Utilities

Utilities for neural network components.

exception ShapeError(shape, reference)[source]

An error for a mismatch in shapes.

Initialize the error.

Parameters

shape (Sequence[int]) – the mismatching shape
reference (Sequence[int]) – the expected shape

Return type

None

classmethod verify(shape, reference)[source]

Raise an exception if the shape does not match the reference.

This method normalizes the shapes first.

Parameters

shape (Union[int, Sequence[int]]) – the shape to check
reference (Union[int, Sequence[int], None]) – the reference shape. If None, the shape always matches.

Raises

ShapeError – if the two shapes do not match.

Return type

Sequence[int]

Returns

the normalized shape

class WikidataCache[source]

A cache for requests against Wikidata’s SPARQL endpoint.

Initialize the cache.

WIKIDATA_ENDPOINT = 'https://query.wikidata.org/bigdata/namespace/wdq/sparql': Wikidata SPARQL endpoint.

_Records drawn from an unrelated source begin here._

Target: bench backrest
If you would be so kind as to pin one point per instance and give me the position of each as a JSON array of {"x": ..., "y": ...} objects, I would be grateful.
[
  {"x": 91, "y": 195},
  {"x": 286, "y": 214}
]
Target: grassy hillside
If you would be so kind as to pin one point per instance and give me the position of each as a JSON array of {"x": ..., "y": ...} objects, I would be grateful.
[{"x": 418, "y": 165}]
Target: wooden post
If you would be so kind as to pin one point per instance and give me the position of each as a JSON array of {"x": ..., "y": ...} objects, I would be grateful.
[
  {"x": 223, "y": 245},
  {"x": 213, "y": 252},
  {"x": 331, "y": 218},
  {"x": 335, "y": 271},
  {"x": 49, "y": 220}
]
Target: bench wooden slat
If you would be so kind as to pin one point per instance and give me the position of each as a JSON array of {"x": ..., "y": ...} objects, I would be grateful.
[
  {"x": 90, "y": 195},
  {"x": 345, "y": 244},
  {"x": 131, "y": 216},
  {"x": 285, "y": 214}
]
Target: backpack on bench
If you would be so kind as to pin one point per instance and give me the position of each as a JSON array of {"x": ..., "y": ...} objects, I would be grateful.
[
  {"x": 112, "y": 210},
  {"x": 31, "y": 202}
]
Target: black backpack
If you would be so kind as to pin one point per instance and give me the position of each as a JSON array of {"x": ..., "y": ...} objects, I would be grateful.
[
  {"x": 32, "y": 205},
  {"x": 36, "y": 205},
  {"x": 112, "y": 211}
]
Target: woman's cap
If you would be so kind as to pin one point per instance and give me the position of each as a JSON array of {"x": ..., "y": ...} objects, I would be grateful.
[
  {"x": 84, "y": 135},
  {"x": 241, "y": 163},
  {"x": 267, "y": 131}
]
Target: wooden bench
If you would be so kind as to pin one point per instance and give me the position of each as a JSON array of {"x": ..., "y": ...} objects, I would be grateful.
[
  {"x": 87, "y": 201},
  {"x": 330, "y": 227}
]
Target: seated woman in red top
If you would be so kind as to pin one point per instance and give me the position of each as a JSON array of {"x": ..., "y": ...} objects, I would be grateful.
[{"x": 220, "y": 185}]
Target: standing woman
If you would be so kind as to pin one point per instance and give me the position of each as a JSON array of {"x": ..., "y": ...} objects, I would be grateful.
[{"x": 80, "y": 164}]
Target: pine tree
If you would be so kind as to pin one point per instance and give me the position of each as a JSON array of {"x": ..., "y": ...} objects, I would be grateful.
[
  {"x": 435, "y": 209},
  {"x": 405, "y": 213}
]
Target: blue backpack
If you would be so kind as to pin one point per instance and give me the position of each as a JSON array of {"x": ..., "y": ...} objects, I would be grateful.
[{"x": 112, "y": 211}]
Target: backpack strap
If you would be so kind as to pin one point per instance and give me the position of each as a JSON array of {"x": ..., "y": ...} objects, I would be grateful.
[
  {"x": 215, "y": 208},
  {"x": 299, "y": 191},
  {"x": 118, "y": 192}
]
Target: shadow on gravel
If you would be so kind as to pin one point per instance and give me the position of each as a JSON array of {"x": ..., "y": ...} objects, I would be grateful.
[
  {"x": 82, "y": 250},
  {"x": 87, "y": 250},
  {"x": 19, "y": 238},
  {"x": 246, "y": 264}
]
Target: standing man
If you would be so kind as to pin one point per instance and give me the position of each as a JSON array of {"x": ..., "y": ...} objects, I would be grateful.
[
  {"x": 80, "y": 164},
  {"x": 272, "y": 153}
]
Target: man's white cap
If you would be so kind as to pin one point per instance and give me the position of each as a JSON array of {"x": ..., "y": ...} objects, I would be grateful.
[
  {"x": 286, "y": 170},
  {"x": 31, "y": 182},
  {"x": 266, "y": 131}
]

See https://www.wikidata.org/wiki/Wikidata:SPARQL_query_service#Interfacing

get_descriptions(ids)[source]

Get entity descriptions for the given IDs.

Parameters: ids (Sequence[str]) – the Wikidata IDs
Return type: Sequence[str]
Returns: the description for each Wikidata entity

get_image_paths(ids, extensions=('jpeg', 'jpg', 'gif', 'png', 'svg', 'tif'), progress=False)[source]

Get paths to images for the given IDs.

Parameters

ids (Sequence[str]) – the Wikidata IDs.
extensions (Collection[str]) – the allowed file extensions
progress (bool) – whether to display a progress bar

Return type

Sequence[Optional[Path]]

Returns

the paths to images for the given IDs.

get_labels(ids)[source]

Get entity labels for the given IDs.

Parameters: ids (Sequence[str]) – the Wikidata IDs
Return type: Sequence[str]
Returns: the label for each Wikidata entity

classmethod query(sparql, wikidata_ids, batch_size=256)[source]

Batched SPARQL query execution for the given IDS.

Parameters

sparql (Union[str, Callable[…, str]]) – the SPARQL query with a placeholder ids
wikidata_ids (Sequence[str]) – the Wikidata IDs
batch_size (int) – the batch size, i.e., maximum number of IDs per query

Return type

Iterable[Mapping[str, Any]]

Returns

an iterable over JSON results, where the keys correspond to query variables, and the values to the corresponding binding

classmethod query_text(wikidata_ids, language='en', batch_size=256)[source]

Query the SPARQL endpoints about information for the given IDs.

Parameters

wikidata_ids (Sequence[str]) – the Wikidata IDs
language (str) – the label language
batch_size (int) – the batch size; if more ids are provided, break the big request into multiple smaller ones

Return type

Mapping[str, Mapping[str, str]]

Returns

a mapping from Wikidata Ids to dictionaries with the label and description of the entities

static verify_ids(ids)[source]

Raise error if invalid IDs are encountered.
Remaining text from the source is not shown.